When it comes to the viral issue, the symbiotic relationship of viruses with our body is seldom exposed; It is seldom said that most viruses are parasites with a high capacity for symbiosis. So much so, that many of these viruses end up forming part of our DNA. They are integrated into our cells in such a way that they become part of them. Without going any further, the placenta appeared thanks to the symbiosis that had its origin in an endogenous retrovirus.

Interesting is the biological fact of adaptation by which the two organisms involved in the symbiosis mutually benefit. The “new symbiosis” is one of the many hypotheses that are launched from the media and that implies that we will get out of this pandemic by adapting to a new biological order, a new dimension through which we will come to live with other microorganisms, benefiting from them at the same time that they benefit from us. The parasite benefits from the host and vice versa.
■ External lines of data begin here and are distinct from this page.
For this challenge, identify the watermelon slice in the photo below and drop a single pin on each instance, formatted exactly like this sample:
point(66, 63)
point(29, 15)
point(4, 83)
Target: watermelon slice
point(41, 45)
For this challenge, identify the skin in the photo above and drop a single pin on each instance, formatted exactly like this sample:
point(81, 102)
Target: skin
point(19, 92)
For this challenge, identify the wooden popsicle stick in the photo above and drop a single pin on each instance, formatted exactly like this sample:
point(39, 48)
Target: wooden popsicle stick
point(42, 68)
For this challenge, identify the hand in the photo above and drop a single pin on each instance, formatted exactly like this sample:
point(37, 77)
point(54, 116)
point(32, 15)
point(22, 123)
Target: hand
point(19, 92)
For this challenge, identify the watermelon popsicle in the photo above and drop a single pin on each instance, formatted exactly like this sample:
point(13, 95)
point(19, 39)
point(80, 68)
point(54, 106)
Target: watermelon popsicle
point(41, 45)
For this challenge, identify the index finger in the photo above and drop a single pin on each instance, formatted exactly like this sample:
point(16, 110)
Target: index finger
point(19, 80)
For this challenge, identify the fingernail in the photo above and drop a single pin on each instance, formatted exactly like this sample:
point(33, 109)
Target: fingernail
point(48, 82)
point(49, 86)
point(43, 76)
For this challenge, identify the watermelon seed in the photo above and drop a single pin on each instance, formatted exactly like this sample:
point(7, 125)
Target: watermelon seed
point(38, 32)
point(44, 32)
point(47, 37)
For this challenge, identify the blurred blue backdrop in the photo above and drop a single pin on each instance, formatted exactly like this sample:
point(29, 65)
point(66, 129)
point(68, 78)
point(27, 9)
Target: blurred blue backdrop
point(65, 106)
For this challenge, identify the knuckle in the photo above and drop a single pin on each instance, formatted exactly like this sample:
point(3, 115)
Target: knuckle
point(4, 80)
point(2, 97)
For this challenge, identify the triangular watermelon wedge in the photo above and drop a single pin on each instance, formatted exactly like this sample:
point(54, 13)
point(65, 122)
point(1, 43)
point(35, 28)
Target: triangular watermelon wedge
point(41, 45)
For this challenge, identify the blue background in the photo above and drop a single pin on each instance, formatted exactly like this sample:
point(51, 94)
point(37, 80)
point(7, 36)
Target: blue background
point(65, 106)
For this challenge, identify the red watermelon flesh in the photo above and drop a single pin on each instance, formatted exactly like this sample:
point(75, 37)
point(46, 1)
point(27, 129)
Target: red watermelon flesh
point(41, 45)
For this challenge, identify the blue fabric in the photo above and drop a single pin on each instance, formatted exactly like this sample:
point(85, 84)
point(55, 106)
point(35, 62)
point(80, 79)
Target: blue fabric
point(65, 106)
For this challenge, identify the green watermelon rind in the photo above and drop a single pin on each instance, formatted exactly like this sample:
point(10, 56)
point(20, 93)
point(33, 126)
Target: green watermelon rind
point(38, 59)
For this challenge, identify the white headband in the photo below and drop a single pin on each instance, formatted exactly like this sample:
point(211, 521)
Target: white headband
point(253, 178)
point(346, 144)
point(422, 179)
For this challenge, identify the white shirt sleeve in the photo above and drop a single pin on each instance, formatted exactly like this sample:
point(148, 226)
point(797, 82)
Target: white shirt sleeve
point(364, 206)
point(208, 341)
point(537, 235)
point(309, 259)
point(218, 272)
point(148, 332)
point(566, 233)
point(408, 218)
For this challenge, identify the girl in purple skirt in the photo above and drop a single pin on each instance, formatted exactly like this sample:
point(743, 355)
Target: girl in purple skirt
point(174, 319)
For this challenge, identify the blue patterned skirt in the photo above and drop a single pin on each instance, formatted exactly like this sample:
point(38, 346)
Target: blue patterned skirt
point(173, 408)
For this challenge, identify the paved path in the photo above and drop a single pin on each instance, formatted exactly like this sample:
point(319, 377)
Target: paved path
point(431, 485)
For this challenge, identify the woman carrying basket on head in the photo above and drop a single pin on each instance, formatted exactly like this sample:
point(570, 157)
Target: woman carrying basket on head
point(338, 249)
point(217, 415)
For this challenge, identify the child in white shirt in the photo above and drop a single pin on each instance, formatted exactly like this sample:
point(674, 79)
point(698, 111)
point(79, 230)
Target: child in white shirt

Said like this, the “new symbiosis” thing sounds like a science fiction novel, the genre that the world best contemplates. Already put, it is convenient to remember the story of Olaf Stapledon titled Maker of stars (Minotaur). In it, we have described what life was like in the low waters of the coasts where two species were facing each other. On the one hand, there were the “arachnoids” who were beings that could not spend much time underwater and, on the other, there was the “ichthyoid” that could not get out of it. They were not tolerated. They were rivals from the beginning of time. Something insane, because, as Stapledon tells us, cooperation could be very beneficial for both species, since one of the essential foods of the arachnoids was a parasite of the ichthyoids.

Despite this, the two species struggled to exterminate each other. After a time of war, the less warlike members of both species were discovering the benefits of peace, mutually benefiting, thus forming “biochemical interdependence.Few times has the symbiosis between organisms been told like this, in such a fantastic and brilliant way. After all, if there is something to be clear about this entire pandemic, it is that the virus we are suffering is the effect of a symbiotic process that, at this moment, lives its war phase as at the beginning of time in the story of Stapledon, when life ran in the low waters of the coasts where the “arachnoids” were fighting with the “ichthyoid” because they were not tolerated.

For a long time, human beings have ceased to be part of nature, thus losing their organic relationship with it. The progress of certain corners of our universe implies the regression of other corners of the same universe. The ravages of ecological devastation are taking their toll on us. Hence, such a particular war is developing in our bodies. It is a good time to recover the reading of Star Maker, Stapledon’s beautiful story that constitutes one of the highest peaks of science fiction, and that is projected through the times to explain how we can overcome our present in a way didactic. As Jorge Luis Borges pointed out, “Maker of stars is, in addition to a prodigious novel, a probable or plausible system of the plurality of worlds and their dramatic history.